Tarihimizi bizler yazmalıyız; başkaları yazarsa, sadece birer parantez oluruz, bir başkasının yazdığı tarih de bizim hikayemiz olamaz. **Kendi tarihimizin yazarları biz olmalıyız**. Tarih, bir milletin bağımsızlık mücadelesi, kültürel mirası ve mücadeleleriyle şekillenir. Eğer başkalarının yazdığı tarihe, sadece onların bakış açısına göre şekillenen bir tarih yazılımına izin verirsek, bu, bizim kendi milletimizin kimliğini kaybetmesine yol açar. O yüzden tarihimizin sadece kahramanlarını değil, o kahramanların gerisindeki halkı, onların verdiği mücadeleyi ve tarihsel bağlamı da gözler önüne sermeliyiz.

Büyük ve güçlü bir Türkiye için, gerçek tarih yazılmalı. Sadece zaferler değil, bu zaferlere nasıl ulaşılacağı, hangi zorlukların aşıldığı ve hangi bedellerin ödendiği anlatılmalıdır. Gençlerimize tarihlerini öğrettikçe, geleceğe sağlam adımlarla yürüyebiliriz. Her bir Türk genci, tarihinin gerçek kahramanlarını öğrenmeli ve bu kahramanların izinden gitmelidir.

Devlet Kademesine Gerçek Tarih Bilgisiyle Yetişmiş kişiler Alınmalı

Eğer tarihimizi doğru şekilde öğrenmez ve anlamazsak, doğru bir devlet yapısı kurmak mümkün olmayacaktır. Her devlette olduğu gibi, Türkiye’nin güçlü ve sağlıklı bir şekilde büyüyebilmesi için tarihini bilen, geçmişin hatalarından ders alan ve bu birikimi geleceğe taşıyan insanlara ihtiyacı vardır. Devlet kademelerine, gerçek tarih bilgisiyle yetişmiş insanlar alınmalı, toplumun bilinçli ve bilinçli olmayan kahramanları doğru bir şekilde tanıtılmalıdır.
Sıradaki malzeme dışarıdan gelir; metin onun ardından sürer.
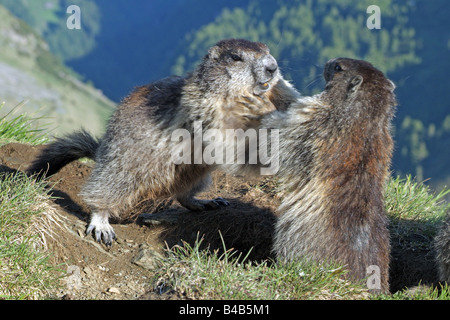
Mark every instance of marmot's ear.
[348,75,364,92]
[208,46,220,59]
[388,79,396,92]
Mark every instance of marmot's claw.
[86,219,117,247]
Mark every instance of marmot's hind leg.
[177,174,230,211]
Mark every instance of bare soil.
[0,143,442,299]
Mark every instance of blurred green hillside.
[0,0,450,192]
[0,2,114,135]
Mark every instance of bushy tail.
[27,130,99,178]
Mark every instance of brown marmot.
[434,215,450,284]
[231,58,396,292]
[28,39,299,245]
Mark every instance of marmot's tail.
[27,130,99,178]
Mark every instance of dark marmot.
[434,215,450,284]
[236,58,396,292]
[28,39,298,245]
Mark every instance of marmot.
[28,39,299,245]
[434,215,450,284]
[232,58,396,292]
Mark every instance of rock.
[106,287,120,294]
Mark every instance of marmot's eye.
[230,53,242,61]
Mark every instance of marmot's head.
[323,58,396,116]
[197,39,280,95]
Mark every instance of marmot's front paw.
[237,95,277,115]
[86,214,116,247]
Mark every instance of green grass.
[0,106,450,300]
[154,235,368,300]
[153,176,450,300]
[0,105,60,299]
[0,173,59,299]
[0,103,48,145]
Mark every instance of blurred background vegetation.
[0,0,450,189]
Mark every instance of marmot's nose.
[264,55,278,77]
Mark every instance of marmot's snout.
[263,54,278,79]
[253,54,278,95]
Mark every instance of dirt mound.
[0,143,279,299]
[0,143,436,299]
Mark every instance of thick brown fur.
[435,215,450,284]
[236,58,396,292]
[28,39,298,245]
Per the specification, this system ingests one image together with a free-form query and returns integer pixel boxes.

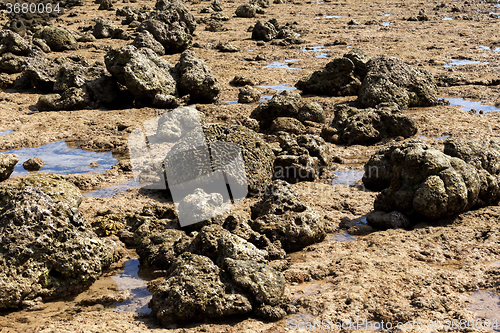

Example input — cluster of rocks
[235,0,269,18]
[117,181,325,325]
[0,175,118,309]
[250,90,326,134]
[295,48,438,108]
[273,132,339,184]
[295,48,438,144]
[252,18,304,46]
[363,139,500,228]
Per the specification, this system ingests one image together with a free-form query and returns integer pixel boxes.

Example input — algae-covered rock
[176,50,222,103]
[104,45,176,100]
[165,124,274,193]
[363,140,481,219]
[149,252,252,325]
[225,258,285,305]
[250,90,302,128]
[295,49,370,96]
[0,186,113,309]
[0,30,31,56]
[444,139,500,207]
[359,56,438,108]
[19,173,83,208]
[0,153,19,182]
[330,104,417,144]
[250,180,325,251]
[34,26,77,52]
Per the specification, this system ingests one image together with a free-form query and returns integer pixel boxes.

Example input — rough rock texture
[250,90,302,128]
[165,124,274,193]
[149,252,252,325]
[252,20,278,42]
[23,157,45,171]
[0,30,31,56]
[176,50,222,103]
[0,153,19,182]
[20,173,83,208]
[104,45,176,99]
[363,140,482,219]
[92,18,118,39]
[329,104,417,144]
[34,26,77,52]
[131,30,165,56]
[444,139,500,207]
[225,258,285,305]
[238,85,261,103]
[0,187,113,308]
[235,3,257,18]
[251,180,325,251]
[137,1,196,54]
[359,56,438,108]
[295,48,370,96]
[297,102,326,123]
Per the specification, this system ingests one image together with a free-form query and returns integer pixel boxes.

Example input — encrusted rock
[176,50,222,103]
[0,186,114,309]
[104,45,176,99]
[238,86,261,103]
[330,104,417,144]
[359,56,438,108]
[149,252,252,325]
[23,157,45,171]
[34,26,77,52]
[0,153,19,182]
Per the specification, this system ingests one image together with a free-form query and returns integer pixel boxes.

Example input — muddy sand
[0,0,500,332]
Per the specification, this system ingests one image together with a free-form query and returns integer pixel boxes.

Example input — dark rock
[0,186,114,309]
[149,252,252,325]
[23,157,45,171]
[250,180,325,251]
[358,56,438,108]
[235,3,257,18]
[238,86,261,103]
[330,104,417,144]
[104,45,176,100]
[132,30,165,56]
[0,153,19,182]
[34,26,77,52]
[252,20,278,42]
[175,50,222,103]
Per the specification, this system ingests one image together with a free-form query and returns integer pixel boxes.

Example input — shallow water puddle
[332,170,364,185]
[444,59,489,67]
[263,59,302,70]
[83,178,142,198]
[328,232,357,242]
[467,290,500,332]
[2,141,118,176]
[259,84,297,91]
[446,98,500,113]
[112,258,153,313]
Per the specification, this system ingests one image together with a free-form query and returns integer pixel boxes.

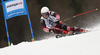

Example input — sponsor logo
[6,2,23,8]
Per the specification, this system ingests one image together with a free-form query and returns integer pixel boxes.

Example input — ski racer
[40,6,84,34]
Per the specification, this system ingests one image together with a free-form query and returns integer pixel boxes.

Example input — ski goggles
[42,12,49,16]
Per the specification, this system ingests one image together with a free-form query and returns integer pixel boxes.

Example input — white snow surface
[0,26,100,55]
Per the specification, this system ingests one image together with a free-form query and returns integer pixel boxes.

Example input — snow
[0,26,100,55]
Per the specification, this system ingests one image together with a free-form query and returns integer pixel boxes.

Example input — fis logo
[7,2,23,8]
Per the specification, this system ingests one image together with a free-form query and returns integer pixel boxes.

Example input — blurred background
[0,0,100,48]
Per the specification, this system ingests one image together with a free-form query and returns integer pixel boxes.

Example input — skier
[40,6,84,34]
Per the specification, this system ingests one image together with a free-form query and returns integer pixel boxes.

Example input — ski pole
[63,8,98,21]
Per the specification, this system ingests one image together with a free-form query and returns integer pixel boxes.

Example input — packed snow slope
[0,27,100,55]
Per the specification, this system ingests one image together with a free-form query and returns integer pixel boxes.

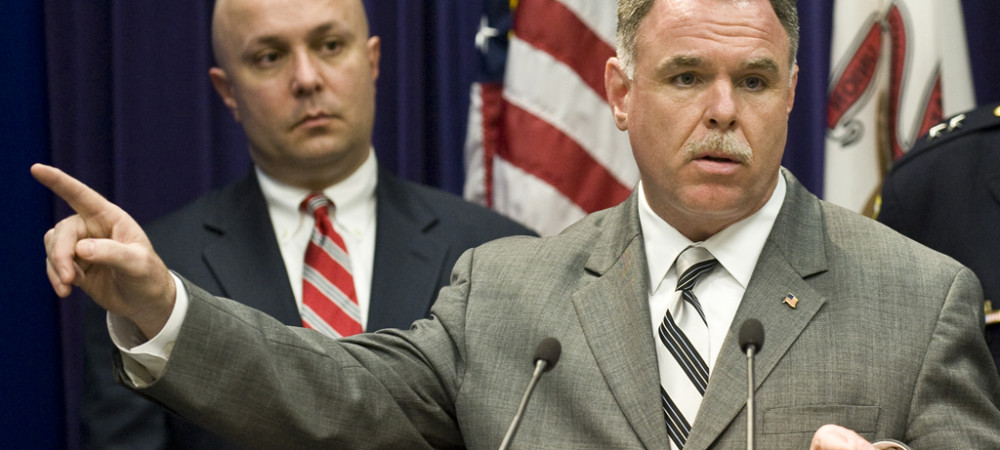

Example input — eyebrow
[743,56,780,75]
[656,55,705,73]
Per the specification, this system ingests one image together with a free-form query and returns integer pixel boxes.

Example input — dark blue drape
[0,0,1000,448]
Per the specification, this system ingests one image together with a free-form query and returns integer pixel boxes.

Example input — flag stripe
[493,157,587,236]
[500,103,631,211]
[503,38,638,185]
[514,0,615,97]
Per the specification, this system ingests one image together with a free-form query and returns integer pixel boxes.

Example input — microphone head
[531,337,562,372]
[740,319,764,352]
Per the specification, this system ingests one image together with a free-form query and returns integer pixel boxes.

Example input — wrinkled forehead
[212,0,368,57]
[636,0,791,67]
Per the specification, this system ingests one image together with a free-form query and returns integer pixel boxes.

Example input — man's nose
[292,52,323,96]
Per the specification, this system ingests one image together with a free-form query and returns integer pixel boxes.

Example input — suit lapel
[979,143,1000,206]
[685,171,827,450]
[367,167,449,330]
[202,172,302,326]
[573,193,670,448]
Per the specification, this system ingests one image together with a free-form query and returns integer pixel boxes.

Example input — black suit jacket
[81,168,534,450]
[878,104,1000,370]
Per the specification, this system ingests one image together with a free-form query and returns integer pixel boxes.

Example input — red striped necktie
[300,193,362,338]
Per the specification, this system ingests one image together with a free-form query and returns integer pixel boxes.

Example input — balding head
[212,0,369,69]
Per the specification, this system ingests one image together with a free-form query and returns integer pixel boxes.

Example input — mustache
[684,131,753,164]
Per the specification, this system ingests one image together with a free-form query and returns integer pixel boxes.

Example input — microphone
[500,337,562,450]
[740,319,764,450]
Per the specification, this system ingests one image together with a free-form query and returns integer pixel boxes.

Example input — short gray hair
[615,0,799,78]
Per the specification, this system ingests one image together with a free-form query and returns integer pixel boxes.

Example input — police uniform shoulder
[893,103,1000,170]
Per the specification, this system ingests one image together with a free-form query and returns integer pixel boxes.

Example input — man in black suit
[81,0,533,450]
[877,103,1000,370]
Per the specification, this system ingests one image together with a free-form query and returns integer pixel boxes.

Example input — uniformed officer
[876,103,1000,370]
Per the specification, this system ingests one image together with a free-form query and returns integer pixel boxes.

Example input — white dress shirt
[639,174,786,372]
[257,151,378,328]
[108,150,378,387]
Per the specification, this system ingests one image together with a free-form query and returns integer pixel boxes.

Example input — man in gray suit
[32,0,1000,449]
[81,0,534,450]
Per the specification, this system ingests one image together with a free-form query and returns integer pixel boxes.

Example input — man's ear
[785,64,799,114]
[604,57,632,131]
[365,36,382,80]
[208,67,240,122]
Böylelikle, sadece geçmişi değil, geleceği de doğru şekilde inşa edebiliriz.

Tarihi doğru şekilde öğrenmek ve anlamak, sadece geçmişin bir parçasını öğrenmek değil, bugünü daha iyi anlamak ve yarına daha sağlam bir zemin hazırlamak anlamına gelir. Gerçek kahramanlarımızın hikayeleri anlatılmalı, tarihimiz yeniden yazılmalı ve bu tarihin ışığında bir geleceğe doğru ilerlemeliyiz.